A little further on was the summit whence Christminster, or what he
had taken for that city, had seemed to be visible. A milestone, now
as always, stood at the roadside hard by. Jude drew near it, and
felt rather than read the mileage to the city. He remembered that
once on his way home he had proudly cut with his keen new chisel an
inscription on the back of that milestone, embodying his aspirations.
It had been done in the first week of his apprenticeship, before
he had been diverted from his purposes by an unsuitable woman. He
wondered if the inscription were legible still, and going to the back
of the milestone brushed away the nettles. By the light of a match
he could still discern what he had cut so enthusiastically so long
ago:
THITHER
J. F.
[with a pointing finger]
The sight of it, unimpaired, within its screen of grass and nettles,
lit in his soul a spark of the old fire. Surely his plan should
be to move onward through good and ill--to avoid morbid sorrow
even though he did see uglinesses in the world? _Bene agere et
loetari_--to do good cheerfully--which he had heard to be the
philosophy of one Spinoza, might be his own even now.
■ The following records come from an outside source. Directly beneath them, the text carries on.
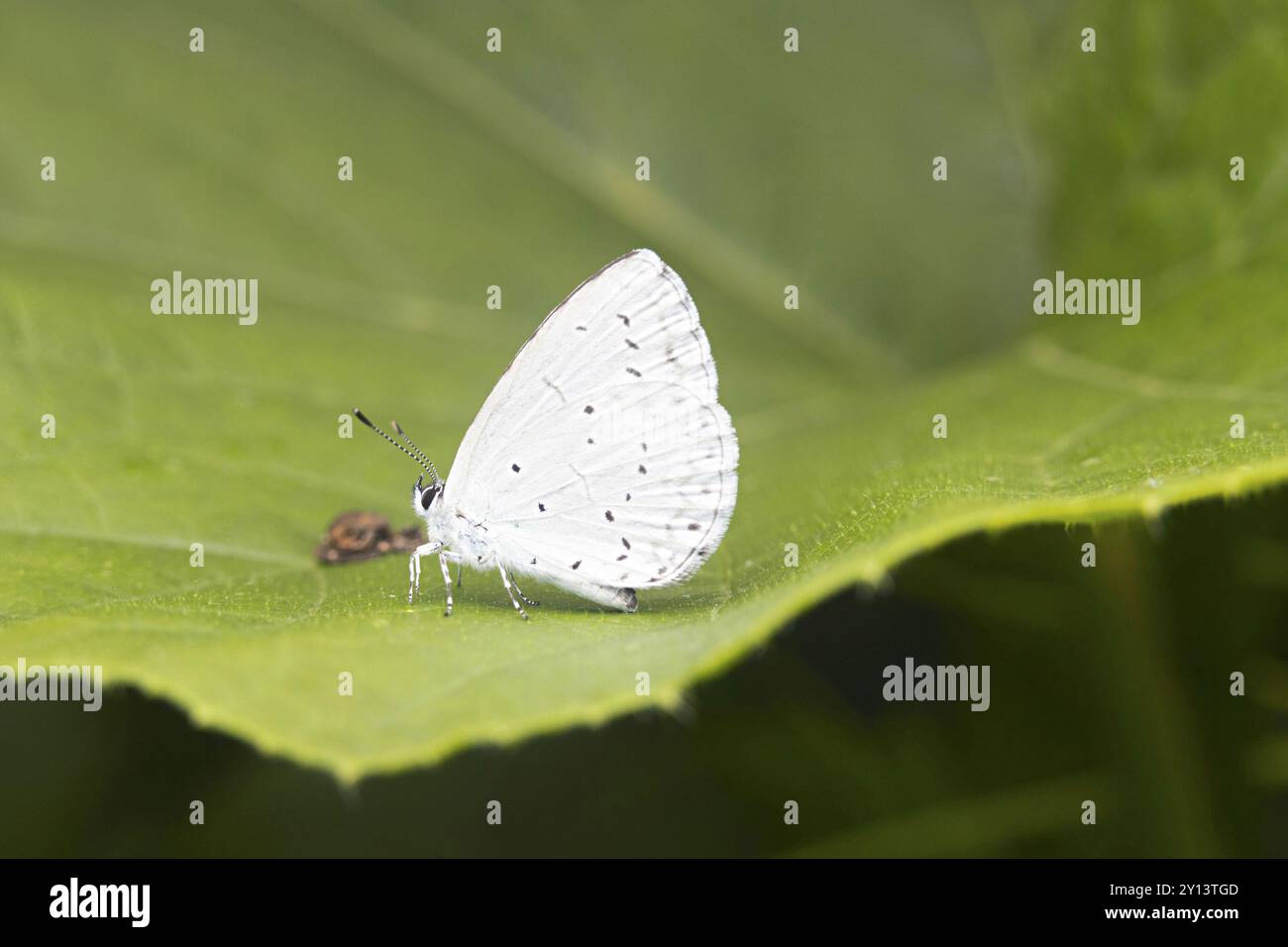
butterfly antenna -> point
(425, 460)
(368, 421)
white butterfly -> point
(601, 462)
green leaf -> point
(516, 169)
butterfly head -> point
(423, 495)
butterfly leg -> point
(509, 590)
(447, 581)
(413, 567)
(519, 592)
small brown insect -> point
(360, 535)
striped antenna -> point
(420, 454)
(366, 420)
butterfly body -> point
(601, 462)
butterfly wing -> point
(603, 462)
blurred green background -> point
(768, 169)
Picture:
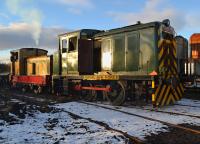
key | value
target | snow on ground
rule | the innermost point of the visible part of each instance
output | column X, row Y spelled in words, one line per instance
column 133, row 125
column 53, row 127
column 174, row 119
column 190, row 102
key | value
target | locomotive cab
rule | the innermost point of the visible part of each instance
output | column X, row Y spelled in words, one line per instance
column 77, row 53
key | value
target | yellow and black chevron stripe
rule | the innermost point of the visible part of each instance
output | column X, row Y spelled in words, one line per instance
column 170, row 89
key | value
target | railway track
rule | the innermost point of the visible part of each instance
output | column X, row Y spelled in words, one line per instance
column 188, row 105
column 132, row 139
column 166, row 112
column 42, row 101
column 147, row 118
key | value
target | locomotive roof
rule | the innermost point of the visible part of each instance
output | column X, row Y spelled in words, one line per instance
column 195, row 38
column 128, row 28
column 79, row 31
column 28, row 49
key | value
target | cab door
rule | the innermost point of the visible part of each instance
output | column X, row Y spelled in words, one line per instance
column 132, row 52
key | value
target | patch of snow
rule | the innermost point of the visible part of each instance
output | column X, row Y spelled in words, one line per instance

He might battle with his evil star, and follow out his original
intention.
By moving to a spot a little way off he uncovered the horizon in a
north-easterly direction. There actually rose the faint halo, a
small dim nebulousness, hardly recognizable save by the eye of faith.
It was enough for him. He would go to Christminster as soon as the
term of his apprenticeship expired.
He returned to his lodgings in a better mood, and said his prayers.